Майечка была бесподобна! Губки капризно поджаты, а в глазах изумрудные искорки, напрочь перечеркивающие любые мысли о недовольстве их обладательницы.

– Мои «виртуальные измерения», как ты их называешь, приносят вполне реальные доходы, – парировал Алексей. – И я в очередной раз прошу тебя не называть меня Лешиком. Мне это не нравится!

– Зато мне очень даже нравится! – смеясь, произнесла Майечка.

– Железная логика – истинно женская. – Алексей сгреб Майечку в охапку и усадил к себе на колени.

Майечка начала притворно вырываться, всем своим видом показывая недовольство, но изумрудные искорки по-прежнему говорили об обратном. «В наших отношениях уже появились свои ритуалы», – мельком подумал Алексей и понес Майечку в спальню.

***

Майским утром Карагодин вышел на крыльцо своего подъезда. Вовсю светило солнце. По старой привычке Петр Семенович приостановился, вдохнул весеннего воздуха, огляделся по сторонам и, дважды шаркнув правой ногой о ступеньку, не спеша побрел к автобусной остановке. Автомобили Карагодин игнорировал принципиально. Еще с советских времен у него осталось стойкое убеждение, что личный автотранспорт – только для бездельников, протирающих штаны в никому не нужных конторах.

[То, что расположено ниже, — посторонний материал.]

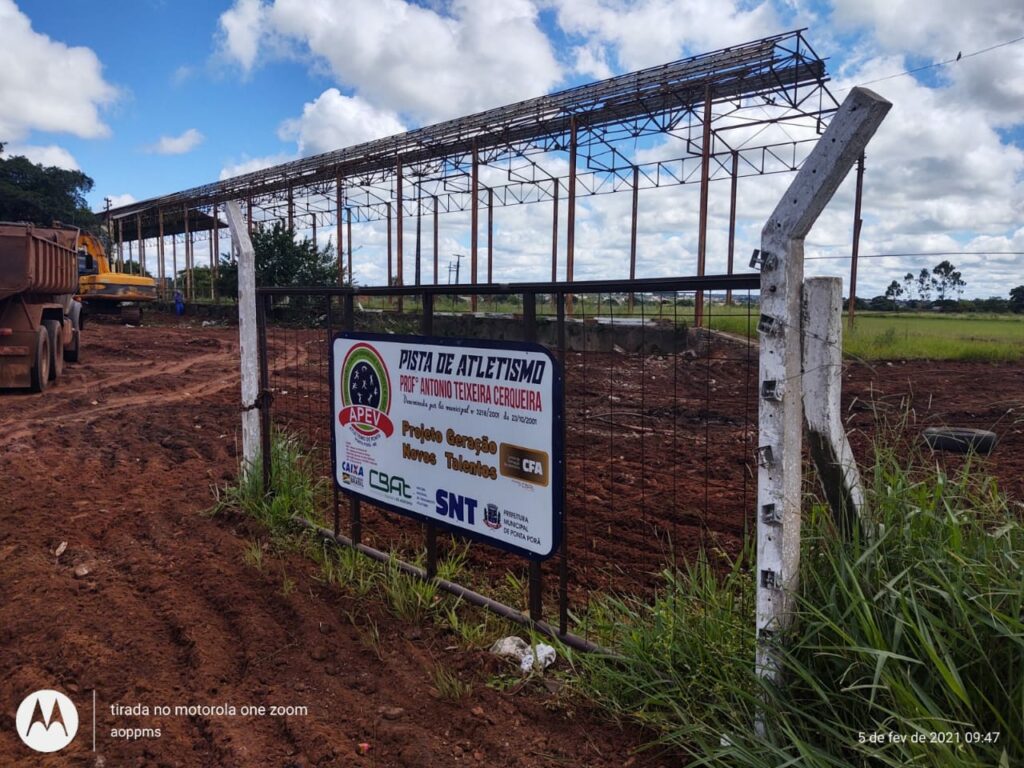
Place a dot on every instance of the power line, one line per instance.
(921, 254)
(955, 58)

Себя Карагодин, естественно, к таким не относил. И хотя в настоящее время статус его существенно понизился, Петра Семеновича это ничуть не смущало. Да и почему, собственно, его должно было что-то смущать? Он по-прежнему оставался высококлассным специалистом в своей области. Именно по этой причине он и находился сейчас на пути к автобусной остановке.

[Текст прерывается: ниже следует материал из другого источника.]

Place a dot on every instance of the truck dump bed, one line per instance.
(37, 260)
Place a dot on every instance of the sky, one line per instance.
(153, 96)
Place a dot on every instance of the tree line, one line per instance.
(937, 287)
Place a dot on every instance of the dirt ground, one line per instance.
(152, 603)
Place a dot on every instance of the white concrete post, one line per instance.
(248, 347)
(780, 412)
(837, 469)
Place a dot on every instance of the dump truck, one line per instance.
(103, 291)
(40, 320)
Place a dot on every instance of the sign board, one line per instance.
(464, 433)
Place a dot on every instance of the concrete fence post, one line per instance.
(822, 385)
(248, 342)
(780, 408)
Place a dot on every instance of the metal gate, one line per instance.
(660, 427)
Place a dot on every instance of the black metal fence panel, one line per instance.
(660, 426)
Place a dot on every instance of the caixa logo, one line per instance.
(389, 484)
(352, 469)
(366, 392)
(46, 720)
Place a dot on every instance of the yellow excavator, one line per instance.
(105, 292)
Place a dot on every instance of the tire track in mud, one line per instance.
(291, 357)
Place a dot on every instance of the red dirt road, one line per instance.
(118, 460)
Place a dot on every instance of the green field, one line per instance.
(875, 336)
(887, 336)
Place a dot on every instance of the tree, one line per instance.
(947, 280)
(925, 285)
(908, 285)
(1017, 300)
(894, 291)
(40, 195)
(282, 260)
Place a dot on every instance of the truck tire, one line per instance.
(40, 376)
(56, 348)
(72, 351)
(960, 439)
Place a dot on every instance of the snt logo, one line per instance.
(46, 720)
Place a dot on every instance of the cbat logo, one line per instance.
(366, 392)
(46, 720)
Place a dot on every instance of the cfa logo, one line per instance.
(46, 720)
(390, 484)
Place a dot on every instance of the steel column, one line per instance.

Здесь было немноголюдно. Прыщавый юнец в спортивной куртке, с потертым, явно пережившим свои лучшие годы рюкзаком, надетым на оба плеча, стоял, облокотившись на подпорку остановки. Две пожилые дамы, одетые довольно скромно, но с претензией на элегантность, обсуждали извечные проблемы неудовлетворительной работы транспорта. Да стройная, довольно симпатичная, молодая, но очень печальная женщина. На нее Петр Семенович обратил особое внимание. Было в ее лице что-то такое, что заставляло снова и снова возвращать к нему взгляд. Несмотря на теплую погоду, на женщине было надето светло-лимонное драповое пальто с контрастными вставками черного цвета. Ворот пальто был застегнут наглухо. Из-под ворота выглядывал веселый разноцветный шелковый шарфик. Завершали ансамбль черные лаковые полуботинки на шпильках и такого же цвета сумочка. В руках женщина держала увесистый пакет. По всей видимости, держать пакет было не совсем удобно, так как женщина прижимала его двумя руками к груди. Время от времени пакет съезжал под своим весом, и женщина перехватывала его повыше, боясь выронить.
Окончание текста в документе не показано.